New Magics ed. by Patrick Nielsen Hayden

person with a winged snake perched in zir backpackShortly after reading Patrick Nielsen Hayden's excellent New Skies I found out somehow that he had edited a similar volume of young adult stories leaning more toward the fantasy end of the sf spectrum. It's been a while now since I read it, but I like having more time between read and review for short story anthologies.

Neil Gaiman leads off the collection with "Chivalry" which has a fabulous first sentence: "Mrs. Whitaker found the Holy Grail; it was under a fur coat." Gaiman delivers nicely on that setup.

I'd already read Ellen Kushner's "Charis" in one of Terri Windling's Borderland books. It's a great distillation of the coming of age story uniquely suited to the Borderland setting where Faerie intrudes into modern midwest North America.

"Jo's Hair" by Susan Palwick, as the title implies follows Jo March's hair from the point where she cut it all off in Little Women through the life of adventure and non-conformism that Jo herself could have lived had she not chosen the path she did.

In "Not All Wolves," Harry Turtledove examines human bigotry through the eyes of a young werewolf in 12th century Cologne.

Debra Doyle and James D. Macdonald contribute "Stealing God," a hard boiled mystery with a Knight Templar protagonist.

"Mama Gone" is Jane Yolen's story of a young girl who has to cope with the fact that her recently deceased mother is a vampire.

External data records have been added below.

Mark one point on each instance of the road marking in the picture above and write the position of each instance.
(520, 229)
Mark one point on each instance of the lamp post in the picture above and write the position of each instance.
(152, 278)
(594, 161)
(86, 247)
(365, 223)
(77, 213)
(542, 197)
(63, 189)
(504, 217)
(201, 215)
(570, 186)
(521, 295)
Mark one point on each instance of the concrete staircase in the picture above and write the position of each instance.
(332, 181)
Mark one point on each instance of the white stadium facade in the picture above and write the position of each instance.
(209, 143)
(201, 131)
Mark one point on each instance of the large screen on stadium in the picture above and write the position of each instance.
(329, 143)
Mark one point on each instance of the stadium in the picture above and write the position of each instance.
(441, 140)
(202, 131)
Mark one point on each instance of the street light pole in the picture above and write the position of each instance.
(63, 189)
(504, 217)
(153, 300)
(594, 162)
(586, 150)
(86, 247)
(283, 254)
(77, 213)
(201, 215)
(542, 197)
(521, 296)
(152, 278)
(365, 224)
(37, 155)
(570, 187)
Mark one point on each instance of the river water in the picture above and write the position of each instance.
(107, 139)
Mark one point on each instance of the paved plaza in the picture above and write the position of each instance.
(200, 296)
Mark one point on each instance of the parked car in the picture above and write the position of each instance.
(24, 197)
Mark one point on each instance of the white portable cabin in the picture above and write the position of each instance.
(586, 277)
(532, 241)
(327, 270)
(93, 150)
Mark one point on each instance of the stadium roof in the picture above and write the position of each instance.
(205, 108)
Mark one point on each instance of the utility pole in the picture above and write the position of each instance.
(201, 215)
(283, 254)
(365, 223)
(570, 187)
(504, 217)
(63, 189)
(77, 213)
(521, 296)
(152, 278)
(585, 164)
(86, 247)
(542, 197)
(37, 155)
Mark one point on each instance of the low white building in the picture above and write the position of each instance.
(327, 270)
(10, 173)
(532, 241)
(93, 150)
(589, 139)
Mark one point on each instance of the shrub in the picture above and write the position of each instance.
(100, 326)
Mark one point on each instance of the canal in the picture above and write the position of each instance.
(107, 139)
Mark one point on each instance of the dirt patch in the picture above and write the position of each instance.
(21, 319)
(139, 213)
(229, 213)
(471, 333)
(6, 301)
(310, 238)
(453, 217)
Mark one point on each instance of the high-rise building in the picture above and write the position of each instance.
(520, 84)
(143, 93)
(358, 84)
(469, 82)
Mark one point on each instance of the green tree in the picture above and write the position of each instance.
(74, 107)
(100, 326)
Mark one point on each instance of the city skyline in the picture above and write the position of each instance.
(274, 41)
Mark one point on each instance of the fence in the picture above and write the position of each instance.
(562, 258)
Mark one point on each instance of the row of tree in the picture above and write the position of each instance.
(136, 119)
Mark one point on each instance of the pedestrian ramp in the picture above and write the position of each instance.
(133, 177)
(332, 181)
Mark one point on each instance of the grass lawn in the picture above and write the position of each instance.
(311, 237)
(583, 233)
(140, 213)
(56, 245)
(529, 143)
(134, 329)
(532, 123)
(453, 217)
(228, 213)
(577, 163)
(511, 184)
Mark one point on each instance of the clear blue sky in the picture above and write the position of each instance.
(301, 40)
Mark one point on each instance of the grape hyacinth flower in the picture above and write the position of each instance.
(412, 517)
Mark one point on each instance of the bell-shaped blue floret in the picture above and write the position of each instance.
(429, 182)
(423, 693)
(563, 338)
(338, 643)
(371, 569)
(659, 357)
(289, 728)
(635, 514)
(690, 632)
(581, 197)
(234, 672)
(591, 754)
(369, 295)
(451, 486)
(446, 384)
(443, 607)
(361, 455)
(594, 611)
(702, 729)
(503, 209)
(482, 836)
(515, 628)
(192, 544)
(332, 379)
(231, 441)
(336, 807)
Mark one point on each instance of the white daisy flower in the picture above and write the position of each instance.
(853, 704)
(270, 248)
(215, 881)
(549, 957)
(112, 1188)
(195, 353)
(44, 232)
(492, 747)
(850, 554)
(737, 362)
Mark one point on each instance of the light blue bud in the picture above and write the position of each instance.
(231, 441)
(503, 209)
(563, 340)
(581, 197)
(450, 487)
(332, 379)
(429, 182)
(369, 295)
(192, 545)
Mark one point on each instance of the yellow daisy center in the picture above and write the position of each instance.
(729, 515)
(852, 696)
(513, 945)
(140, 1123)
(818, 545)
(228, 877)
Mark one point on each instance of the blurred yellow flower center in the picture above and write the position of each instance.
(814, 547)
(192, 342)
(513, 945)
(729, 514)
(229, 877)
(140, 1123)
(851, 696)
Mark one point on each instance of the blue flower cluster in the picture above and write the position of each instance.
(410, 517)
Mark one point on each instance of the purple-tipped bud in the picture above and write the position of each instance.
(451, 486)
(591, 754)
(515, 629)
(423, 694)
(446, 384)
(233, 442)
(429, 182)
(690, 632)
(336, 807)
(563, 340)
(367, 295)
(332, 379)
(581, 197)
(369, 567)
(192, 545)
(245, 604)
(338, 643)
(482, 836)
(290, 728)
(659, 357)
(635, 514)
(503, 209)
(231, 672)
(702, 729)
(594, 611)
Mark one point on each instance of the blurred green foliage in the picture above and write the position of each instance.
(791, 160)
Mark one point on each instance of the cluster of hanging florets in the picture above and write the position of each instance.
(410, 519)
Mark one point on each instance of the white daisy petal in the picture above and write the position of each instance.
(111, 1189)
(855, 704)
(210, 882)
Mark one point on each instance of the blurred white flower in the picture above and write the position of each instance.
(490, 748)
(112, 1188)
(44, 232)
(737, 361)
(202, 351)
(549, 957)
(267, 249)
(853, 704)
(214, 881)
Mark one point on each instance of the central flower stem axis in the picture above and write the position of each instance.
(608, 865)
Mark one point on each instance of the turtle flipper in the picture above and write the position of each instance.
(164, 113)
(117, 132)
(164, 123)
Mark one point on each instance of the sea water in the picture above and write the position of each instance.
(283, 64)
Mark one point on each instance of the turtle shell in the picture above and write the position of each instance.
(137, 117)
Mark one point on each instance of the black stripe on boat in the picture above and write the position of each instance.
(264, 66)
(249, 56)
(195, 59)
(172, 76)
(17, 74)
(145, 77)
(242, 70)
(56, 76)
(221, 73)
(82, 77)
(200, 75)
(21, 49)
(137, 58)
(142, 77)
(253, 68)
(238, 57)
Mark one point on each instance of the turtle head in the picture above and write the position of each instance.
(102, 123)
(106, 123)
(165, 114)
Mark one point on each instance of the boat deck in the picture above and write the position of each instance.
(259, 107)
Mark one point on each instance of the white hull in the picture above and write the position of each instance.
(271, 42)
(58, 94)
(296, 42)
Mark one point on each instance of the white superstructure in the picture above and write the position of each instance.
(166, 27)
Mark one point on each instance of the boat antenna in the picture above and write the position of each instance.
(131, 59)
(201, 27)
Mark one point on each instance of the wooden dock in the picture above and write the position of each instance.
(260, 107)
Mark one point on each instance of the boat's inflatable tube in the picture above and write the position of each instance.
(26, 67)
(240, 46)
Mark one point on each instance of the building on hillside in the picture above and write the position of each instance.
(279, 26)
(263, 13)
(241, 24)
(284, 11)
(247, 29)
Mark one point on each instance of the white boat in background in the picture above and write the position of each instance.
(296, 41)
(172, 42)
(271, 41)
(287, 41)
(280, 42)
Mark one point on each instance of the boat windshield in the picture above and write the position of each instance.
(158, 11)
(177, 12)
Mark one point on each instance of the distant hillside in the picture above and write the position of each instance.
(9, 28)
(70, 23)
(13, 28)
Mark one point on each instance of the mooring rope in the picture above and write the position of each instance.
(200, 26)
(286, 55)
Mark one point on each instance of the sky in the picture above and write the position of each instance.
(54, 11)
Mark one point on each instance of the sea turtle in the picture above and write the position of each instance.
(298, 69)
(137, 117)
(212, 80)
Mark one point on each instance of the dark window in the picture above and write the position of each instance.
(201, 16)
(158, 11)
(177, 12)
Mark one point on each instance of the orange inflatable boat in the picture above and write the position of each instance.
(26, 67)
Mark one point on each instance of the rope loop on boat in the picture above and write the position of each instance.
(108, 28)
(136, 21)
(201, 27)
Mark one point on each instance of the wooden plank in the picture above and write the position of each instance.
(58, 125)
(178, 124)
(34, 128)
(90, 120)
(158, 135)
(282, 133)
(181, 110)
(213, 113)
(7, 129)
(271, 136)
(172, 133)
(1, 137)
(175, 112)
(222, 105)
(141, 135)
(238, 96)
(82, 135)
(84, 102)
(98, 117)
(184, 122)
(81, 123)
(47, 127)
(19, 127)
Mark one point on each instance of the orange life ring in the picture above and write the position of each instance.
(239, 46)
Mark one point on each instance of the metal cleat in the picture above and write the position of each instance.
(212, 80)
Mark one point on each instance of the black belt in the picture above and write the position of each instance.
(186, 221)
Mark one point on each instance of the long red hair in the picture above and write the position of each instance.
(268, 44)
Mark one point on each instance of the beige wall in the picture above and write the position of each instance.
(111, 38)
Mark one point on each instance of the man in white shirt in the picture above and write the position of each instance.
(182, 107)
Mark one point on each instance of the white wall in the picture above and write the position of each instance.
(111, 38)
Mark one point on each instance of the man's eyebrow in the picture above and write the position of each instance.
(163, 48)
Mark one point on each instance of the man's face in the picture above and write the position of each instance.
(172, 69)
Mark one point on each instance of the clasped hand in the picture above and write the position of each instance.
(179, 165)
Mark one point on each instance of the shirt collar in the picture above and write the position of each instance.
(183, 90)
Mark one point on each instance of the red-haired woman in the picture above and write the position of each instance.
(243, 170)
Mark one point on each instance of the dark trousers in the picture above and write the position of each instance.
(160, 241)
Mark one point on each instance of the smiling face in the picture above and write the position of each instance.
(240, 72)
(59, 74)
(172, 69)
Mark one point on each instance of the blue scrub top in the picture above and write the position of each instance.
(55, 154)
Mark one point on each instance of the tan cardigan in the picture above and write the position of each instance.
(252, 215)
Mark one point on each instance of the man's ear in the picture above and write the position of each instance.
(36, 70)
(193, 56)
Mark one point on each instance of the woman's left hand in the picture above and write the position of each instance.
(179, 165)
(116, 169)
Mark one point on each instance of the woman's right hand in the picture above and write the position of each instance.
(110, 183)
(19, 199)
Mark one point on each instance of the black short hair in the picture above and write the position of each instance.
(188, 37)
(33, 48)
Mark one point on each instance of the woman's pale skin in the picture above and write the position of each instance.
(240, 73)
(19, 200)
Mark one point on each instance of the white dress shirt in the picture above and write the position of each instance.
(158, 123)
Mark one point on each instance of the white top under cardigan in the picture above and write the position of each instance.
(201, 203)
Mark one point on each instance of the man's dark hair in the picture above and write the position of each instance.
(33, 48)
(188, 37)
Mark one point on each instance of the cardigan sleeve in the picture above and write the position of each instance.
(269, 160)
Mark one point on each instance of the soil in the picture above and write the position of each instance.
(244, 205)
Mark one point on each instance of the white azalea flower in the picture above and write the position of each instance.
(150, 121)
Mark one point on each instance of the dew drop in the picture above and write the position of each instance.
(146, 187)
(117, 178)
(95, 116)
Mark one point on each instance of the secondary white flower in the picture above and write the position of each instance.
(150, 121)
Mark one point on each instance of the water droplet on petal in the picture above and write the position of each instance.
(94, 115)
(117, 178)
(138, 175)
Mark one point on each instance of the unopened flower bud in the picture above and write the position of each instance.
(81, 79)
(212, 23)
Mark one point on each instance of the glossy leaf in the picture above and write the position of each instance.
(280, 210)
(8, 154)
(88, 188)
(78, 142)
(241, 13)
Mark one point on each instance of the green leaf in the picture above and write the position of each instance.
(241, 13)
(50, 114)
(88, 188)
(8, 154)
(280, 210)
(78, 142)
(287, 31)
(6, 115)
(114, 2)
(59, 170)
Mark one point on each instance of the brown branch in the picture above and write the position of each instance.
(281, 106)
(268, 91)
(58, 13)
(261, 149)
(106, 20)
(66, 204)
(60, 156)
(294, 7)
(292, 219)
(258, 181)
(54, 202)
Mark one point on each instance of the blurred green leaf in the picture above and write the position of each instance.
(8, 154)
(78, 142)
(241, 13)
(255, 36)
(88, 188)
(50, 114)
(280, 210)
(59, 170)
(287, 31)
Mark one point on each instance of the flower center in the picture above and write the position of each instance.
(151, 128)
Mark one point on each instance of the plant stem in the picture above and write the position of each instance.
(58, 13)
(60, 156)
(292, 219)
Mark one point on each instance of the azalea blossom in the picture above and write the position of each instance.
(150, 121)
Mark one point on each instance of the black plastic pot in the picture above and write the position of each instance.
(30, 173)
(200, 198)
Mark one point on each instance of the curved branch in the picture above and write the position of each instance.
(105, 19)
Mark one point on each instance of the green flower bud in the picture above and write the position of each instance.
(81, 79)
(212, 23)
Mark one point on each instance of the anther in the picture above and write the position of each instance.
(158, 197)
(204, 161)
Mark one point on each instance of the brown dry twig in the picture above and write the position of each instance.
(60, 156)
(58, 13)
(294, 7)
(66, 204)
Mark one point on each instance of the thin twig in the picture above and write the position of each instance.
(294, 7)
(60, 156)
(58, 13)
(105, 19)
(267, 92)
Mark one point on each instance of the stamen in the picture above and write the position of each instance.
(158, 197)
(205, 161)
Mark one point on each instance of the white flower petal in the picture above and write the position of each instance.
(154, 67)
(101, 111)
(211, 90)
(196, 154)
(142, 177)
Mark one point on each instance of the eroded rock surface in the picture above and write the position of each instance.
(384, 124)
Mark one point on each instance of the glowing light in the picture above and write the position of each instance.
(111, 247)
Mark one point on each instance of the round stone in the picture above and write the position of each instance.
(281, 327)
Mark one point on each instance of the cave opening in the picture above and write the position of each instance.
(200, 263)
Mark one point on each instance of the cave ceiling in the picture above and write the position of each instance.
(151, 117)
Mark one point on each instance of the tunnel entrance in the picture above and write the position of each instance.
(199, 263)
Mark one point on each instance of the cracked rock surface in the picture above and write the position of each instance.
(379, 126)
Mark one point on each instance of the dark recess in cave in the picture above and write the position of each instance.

And she manages to write it without ever once bringing to mind Buffy. Well, maybe once.

Charles de Lint's "The Bone Woman" is another I'd read before. It's set in his fictional city of Newford, and is about the people on the fringes of life in any big city.

"Liza and the Crazy Water Man" by Andy Duncan appeared previously in Nielsen Hayden's Starlight 1. It was nice to read it again here, especially with the resurgence in interest in old time music following the Coen Brothers' Oh Brother, Where Art Thou?. The fantasy element of the story is pretty subtle in this one.

Sherwood Smith looks at stories like The Lion, the Witch, and the Wardrobe and Pamela Dean's Secret Country books from the point of view of the parents of the children who find their way into another world in "Mom and Dad at the Home Front".

Emma Bull writes "A Bird That Whistles" which I could have sworn was in Ellen Kushner's Horns of Elfland, but isn't, so it must have been Double Feature where I read it first. A winsome story of the collision between magic, music, and growing up.

"The Bones of the Earth" is one of Ursula K. le Guin's recent stories returning to the world and characters of The Wizard of Earthsea. I can't write about le Guin without gushing.

The book ends with Orson Scott Card's "Hatrack River" which tells the story of the birth of Alvin Maker. I have been annoyed by some of Card's stories, but there is no arguing that he is a brilliant craftsman of characters and prose. This story had tears running down my face from sadness and joy. How does he do that?

As usual, Patrick Nielsen Hayden delivers the good stuff.